Se figeant instinctivement en entendant son prénom le blond se rendit compte qu'il ne servait à rien de jouer la comédie et se redressa pour pouvoir bien observé son interlocuteur. Il détestait se battre et savait qu'il n'était pas très douer pour cet exercice mais, dans une ruelle sombre en pleine nuit, il ne pouvait pas se permettre de se laisser faire comme à son habitude.
- Comment connais tu mon nom, dit-t-il pour gagner du temps et trouver une échappatoire.
Dan éclata d'un rire franc en constatant le changement d'attitude radical chez l'adolescent et levas finalement les mains devant lui en signe d'apaisement.
- Calme-toi, je ne suis pas là pour me battre ou te faire du mal et pour répondre à ta question, Karin est ma petite sœur adorer. Comment je pourrais ignorer le nom de son cousin et logeur… Sans parler des petits à-côtés.
Naruto ne se doutait que trop bien de quels petits à-côtés voulais parler l'homme mais ne montra tout de même aucune peur même s'il se rendait compte que la situation était devenu très risquer pour lui.
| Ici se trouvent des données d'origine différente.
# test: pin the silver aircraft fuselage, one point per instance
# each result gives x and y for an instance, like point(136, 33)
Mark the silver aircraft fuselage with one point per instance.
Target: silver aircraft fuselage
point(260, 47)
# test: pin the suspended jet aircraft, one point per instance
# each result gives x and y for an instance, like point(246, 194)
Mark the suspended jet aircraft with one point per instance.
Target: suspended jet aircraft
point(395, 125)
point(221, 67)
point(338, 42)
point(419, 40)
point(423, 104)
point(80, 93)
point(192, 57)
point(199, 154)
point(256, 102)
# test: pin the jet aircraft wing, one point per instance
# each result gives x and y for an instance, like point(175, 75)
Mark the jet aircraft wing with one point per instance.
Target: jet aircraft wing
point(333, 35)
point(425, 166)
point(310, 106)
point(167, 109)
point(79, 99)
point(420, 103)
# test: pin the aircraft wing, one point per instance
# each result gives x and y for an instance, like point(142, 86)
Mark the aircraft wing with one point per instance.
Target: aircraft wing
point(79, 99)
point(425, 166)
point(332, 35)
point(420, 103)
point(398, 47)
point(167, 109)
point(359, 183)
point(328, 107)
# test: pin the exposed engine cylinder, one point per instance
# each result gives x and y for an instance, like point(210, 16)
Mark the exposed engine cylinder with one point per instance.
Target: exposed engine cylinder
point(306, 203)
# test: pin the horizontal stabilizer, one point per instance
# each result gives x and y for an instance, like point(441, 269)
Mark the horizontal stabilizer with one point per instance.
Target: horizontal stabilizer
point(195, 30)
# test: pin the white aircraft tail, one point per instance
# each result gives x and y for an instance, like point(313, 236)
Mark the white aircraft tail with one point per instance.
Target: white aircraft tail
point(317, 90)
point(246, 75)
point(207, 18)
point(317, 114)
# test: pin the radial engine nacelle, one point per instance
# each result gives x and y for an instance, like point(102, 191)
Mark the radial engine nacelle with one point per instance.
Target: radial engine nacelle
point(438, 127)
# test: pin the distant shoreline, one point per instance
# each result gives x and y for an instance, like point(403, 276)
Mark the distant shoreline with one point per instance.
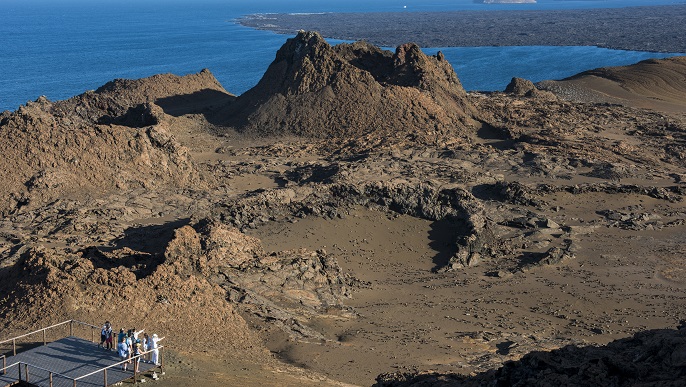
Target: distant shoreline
point(654, 28)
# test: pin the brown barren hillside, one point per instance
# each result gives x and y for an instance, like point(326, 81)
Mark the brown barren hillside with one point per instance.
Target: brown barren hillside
point(357, 218)
point(316, 90)
point(654, 84)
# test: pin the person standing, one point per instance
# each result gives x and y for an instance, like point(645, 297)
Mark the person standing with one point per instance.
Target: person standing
point(123, 351)
point(121, 336)
point(103, 335)
point(147, 347)
point(155, 349)
point(108, 336)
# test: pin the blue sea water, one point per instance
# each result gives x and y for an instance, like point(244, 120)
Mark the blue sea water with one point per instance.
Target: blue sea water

Malgré son sourire chaleureux et son air avenant il sentait bien que la personne qui lui faisait face était dangereuse, même très dangereuse.
- J'aimerais faire un marché avec toi Naruto, enchaina Dan.
- Quel genre de marché ?
- De ton côté tu laisses Tayuya voir Karin en cachette et tu n'essaie plus de la suivre, tu ne tentes plus d'en apprendre plus sur nous et… Au fait, tu comptes continuer ce petit jeu encore longtemps au fait ?
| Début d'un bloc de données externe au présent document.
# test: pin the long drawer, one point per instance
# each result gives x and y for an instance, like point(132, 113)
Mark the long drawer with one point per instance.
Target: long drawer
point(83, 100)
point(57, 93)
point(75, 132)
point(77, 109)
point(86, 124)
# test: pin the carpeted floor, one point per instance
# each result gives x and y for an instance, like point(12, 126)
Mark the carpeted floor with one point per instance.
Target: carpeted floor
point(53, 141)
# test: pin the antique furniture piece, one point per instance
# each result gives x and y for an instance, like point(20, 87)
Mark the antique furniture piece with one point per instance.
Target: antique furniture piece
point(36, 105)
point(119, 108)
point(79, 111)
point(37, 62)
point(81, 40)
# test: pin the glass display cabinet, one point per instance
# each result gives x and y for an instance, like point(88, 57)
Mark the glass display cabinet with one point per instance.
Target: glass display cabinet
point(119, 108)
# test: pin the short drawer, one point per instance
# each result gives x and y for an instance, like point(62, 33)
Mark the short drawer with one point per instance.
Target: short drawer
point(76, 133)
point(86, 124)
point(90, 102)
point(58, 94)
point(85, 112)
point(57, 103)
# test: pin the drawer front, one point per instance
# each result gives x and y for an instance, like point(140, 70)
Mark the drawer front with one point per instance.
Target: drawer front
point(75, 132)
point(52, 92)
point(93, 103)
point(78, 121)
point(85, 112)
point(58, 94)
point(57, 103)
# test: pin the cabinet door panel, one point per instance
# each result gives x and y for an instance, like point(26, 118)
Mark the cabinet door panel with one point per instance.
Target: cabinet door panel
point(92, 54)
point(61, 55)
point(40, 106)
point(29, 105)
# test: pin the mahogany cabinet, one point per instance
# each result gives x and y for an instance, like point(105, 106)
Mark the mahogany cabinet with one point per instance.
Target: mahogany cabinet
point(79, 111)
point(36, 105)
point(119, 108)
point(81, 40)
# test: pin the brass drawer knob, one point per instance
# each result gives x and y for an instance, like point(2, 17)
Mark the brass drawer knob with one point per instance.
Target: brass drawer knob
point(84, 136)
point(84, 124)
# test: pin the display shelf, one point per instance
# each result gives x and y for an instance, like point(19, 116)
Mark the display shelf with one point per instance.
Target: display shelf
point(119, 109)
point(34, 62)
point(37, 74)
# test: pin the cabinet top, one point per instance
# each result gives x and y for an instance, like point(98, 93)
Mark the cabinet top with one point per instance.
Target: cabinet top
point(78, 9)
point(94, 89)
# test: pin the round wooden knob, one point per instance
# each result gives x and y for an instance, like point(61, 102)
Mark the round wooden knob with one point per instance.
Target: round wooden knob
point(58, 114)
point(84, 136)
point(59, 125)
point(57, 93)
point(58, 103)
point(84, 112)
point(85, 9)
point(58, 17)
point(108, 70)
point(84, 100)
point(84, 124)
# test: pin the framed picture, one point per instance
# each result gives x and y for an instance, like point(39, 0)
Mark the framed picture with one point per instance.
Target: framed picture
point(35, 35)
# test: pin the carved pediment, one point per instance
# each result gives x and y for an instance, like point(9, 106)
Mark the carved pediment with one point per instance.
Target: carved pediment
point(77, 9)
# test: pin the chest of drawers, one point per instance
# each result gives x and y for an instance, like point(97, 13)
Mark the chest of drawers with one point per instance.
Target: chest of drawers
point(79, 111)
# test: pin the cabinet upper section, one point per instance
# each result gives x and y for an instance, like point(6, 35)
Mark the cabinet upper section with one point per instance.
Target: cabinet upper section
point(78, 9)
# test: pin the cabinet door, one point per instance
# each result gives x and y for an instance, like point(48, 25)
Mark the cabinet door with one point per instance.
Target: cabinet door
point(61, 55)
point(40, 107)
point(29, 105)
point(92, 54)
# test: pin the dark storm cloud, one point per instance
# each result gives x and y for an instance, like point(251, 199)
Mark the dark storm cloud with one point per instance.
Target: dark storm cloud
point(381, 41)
- Octobre prochain, répondit simplement le blond.
Dan sourie de nouveau à cette nouvelle avant de reprendre.
- Très bien, que quelques mois alors. Donc pendant cette période Karin ne devras pas savoir que nous avons été en contact.
- Et moi, j'y gagne quoi dans cette histoire ?
- Je te laisse faire ce que tu veux de ma petite sœur adorer sans qu'il n'y ait de… Désagrément pour toi. Et je suis même prêt à te donner une petite information que tu seras certainement heureux de connaitre.
Sans lâcher son interlocuteur des yeux Naruto pris un long moment pour réfléchir, il était évident que ce Dan tentait de l'utiliser à ses propres fins en lui faisant cette offre et il n'était pas certain d'aimer l'idée.
- J'ai vu ce que ta petite famille à fait à Tenten, si tu es réellement au courant de ma relation avec Karin j'ai du mal à croire que tu vas laisser les choses ainsi.
Sans se départir de son sourire l'ainé des deux haussa simplement des épaules l'air de dire qu'il ne savait pas lui-même quoi répondre.
- Nous avons peut-être été trop tendre avec notre petite-sœur, elle a préféré nous quitté alors qu'elle ne savait même pas comment ce monde pouvais être dure et cruel, je me dis simplement que tu l'instruis à ta façon. De plus tu es le cousin de ma petite sœur, même si tu ne fais pas vraiment partit de notre famille je peux bien laisser passer une petite erreur de jeunesse… Et j'aime bien ton regard. J'ai toujours trouvé passionnant de voir les derniers soubresaut de violence d'une bête enrager à l'agonie. Maintenant que c'est entendu écoute bien ma petite histoire, ajouta Dan avant de pencher pour lui murmurer son secret à l'oreille.
Pour la première fois depuis bien des années Naruto ne savait plus où il en était. Tout en lui n'était plus qu'un tourbillon d'émotions incontrôlables alors que les paroles de Dan se répétaient sans cesse dans sa tête. Il ne savait plus s'il devait être heureux ou en colère, s'il devait rire ou pleurer, s'il devait rester de marbre ou rentrer immédiatement à la maison pour rompre le cou de sa cousine. Chose sure, maintenant qu'il savait toute la vérité, il allait devoir adapter ses plans pour la suite.
Il ne resterait que trois nom sur sa liste, pour l'un d'entre eux tout était déjà prêt et il n'aurait aucun effort à fournir tandis que pour les deux autres tout restait encore à décider. Il ne restait plus que quelques semaines avant qu'il ne doive libérer Karin, à peine plus de trois mois, mais même si le temps lui manquait il était déterminer à s'acquitter de cette tâche supplémentaire et détruire ceux qui l'avait détruit.